Shao Ying, He Ming, Zhou Li, Yao Tai, Huang Yu, Lu Li-min
Department of Physiology and Pathophysiology, Shanghai Medical College, Fudan University, Shanghai 200032, China.
Acta Pharmacol Sin. 2008 Jul;29(7):829-37. doi: 10.1111/j.1745-7254.2008.00812.x.
The renin-angiotensin system (RAS) plays a critical role in blood pressure control and body fluid and electrolyte homeostasis. In the past few years, angiotensin (Ang) (1-7) has been reported to counteract the effects of Ang II and was even considered as a new therapeutical target in RAS. The present study aimed to investigate the effect of Ang (1-7) administration on a diabetic animal model and the modulation on local RAS.
Streptozotocin (STZ) injection-induced diabetic rats were used in the experiment. The animals were divided into 3 groups: (1) control; (2) STZ-induced diabetes; and (3) STZ-induced diabetes with chronic Ang (1-7) treatment [D+Ang(1-7)]. In the D+Ang(1-7) group, a dose of 25 microg x kg(-1) x h(-1) of Ang (1-7) was continually injected through the jugular vein by embedding miniosmotic pump for 6 weeks. Plasma glucose, ratio of kidney to body weight, and 24 h urine protein and serum creatinine were monitored by conventional measurement. Plasma and renal Ang II levels were measured by radioimmunoassay. Ang-converting enzyme (ACE), ACE2, Ang II type 1 (AT1) receptor, Ang II type 2 (AT2) receptor, Ang (1-7) Mas receptor, and TGF- beta1 mRNA levels were measured by real time PCR; ACE, ACE2, and TGF- beta1 protein levels were analyzed by Western blotting.

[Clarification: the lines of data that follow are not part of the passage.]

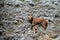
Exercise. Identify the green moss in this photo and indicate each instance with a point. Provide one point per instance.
(57, 23)
(35, 0)
(22, 0)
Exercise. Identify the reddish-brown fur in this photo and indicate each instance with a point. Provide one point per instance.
(35, 21)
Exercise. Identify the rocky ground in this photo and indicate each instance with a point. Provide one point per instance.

The renal function of diabetic rats was significantly retrogressed when compared with that of control rats. After the treatment by constant Ang (1-7) vein injection for 6 weeks, renal function was found to be even worse than diabetic rats, and both TGF-beta1 mRNA and protein levels were elevated in the D+Ang(1-7) group compared with the diabetic rats. The real-time PCR result also showed an increase in ACE mRNA expression and decrease in ACE2 mRNA level in the D+Ang(1-7) group when compared with diabetic rats. The number of AT1 receptors increased in the Ang (1-7)-injected group, while the number of AT2 and Mas receptors decreased.
Exogenous Ang (1-7) injection did not ameliorate STZinduced diabetic rat renal injury; on the contrary, it accelerated the progressive diabetic nephropathies.
肾素-血管紧张素系统(RAS)在血压控制以及体液和电解质稳态中起关键作用。在过去几年中,有报道称血管紧张素(Ang)(1-7)可抵消Ang II的作用,甚至被视为RAS中的一个新治疗靶点。本研究旨在探讨给予Ang(1-7)对糖尿病动物模型的影响以及对局部RAS的调节作用。
实验采用链脲佐菌素(STZ)注射诱导的糖尿病大鼠。动物被分为3组:(1)对照组;(2)STZ诱导的糖尿病组;(3)STZ诱导的糖尿病并接受慢性Ang(1-7)治疗组[D+Ang(1-7)]。在D+Ang(1-7)组中,通过植入微型渗透泵经颈静脉持续注射剂量为25μg·kg⁻¹·h⁻¹的Ang(1-7),持续6周。通过常规测量监测血糖、肾重与体重比、24小时尿蛋白和血清肌酐。采用放射免疫分析法测定血浆和肾组织中的Ang II水平。通过实时PCR检测血管紧张素转换酶(ACE)、ACE2、Ang II 1型(AT1)受体、Ang II 2型(AT2)受体、Ang(1-7)Mas受体及转化生长因子-β1(TGF-β1)的mRNA水平;通过蛋白质印迹法分析ACE、ACE2和TGF-β1的蛋白水平。
与对照组大鼠相比,糖尿病大鼠的肾功能显著减退。在持续静脉注射Ang(1-7)6周后,发现肾功能甚至比糖尿病大鼠更差,与糖尿病大鼠相比,D+Ang(1-7)组中TGF-β1的mRNA和蛋白水平均升高。实时PCR结果还显示,与糖尿病大鼠相比,D+Ang(1-7)组中ACE的mRNA表达增加,ACE2的mRNA水平降低。注射Ang(1-7)组中AT1受体数量增加,而AT2和Mas受体数量减少。
外源性注射Ang(1-7)并未改善STZ诱导的糖尿病大鼠肾损伤;相反,它加速了糖尿病肾病的进展。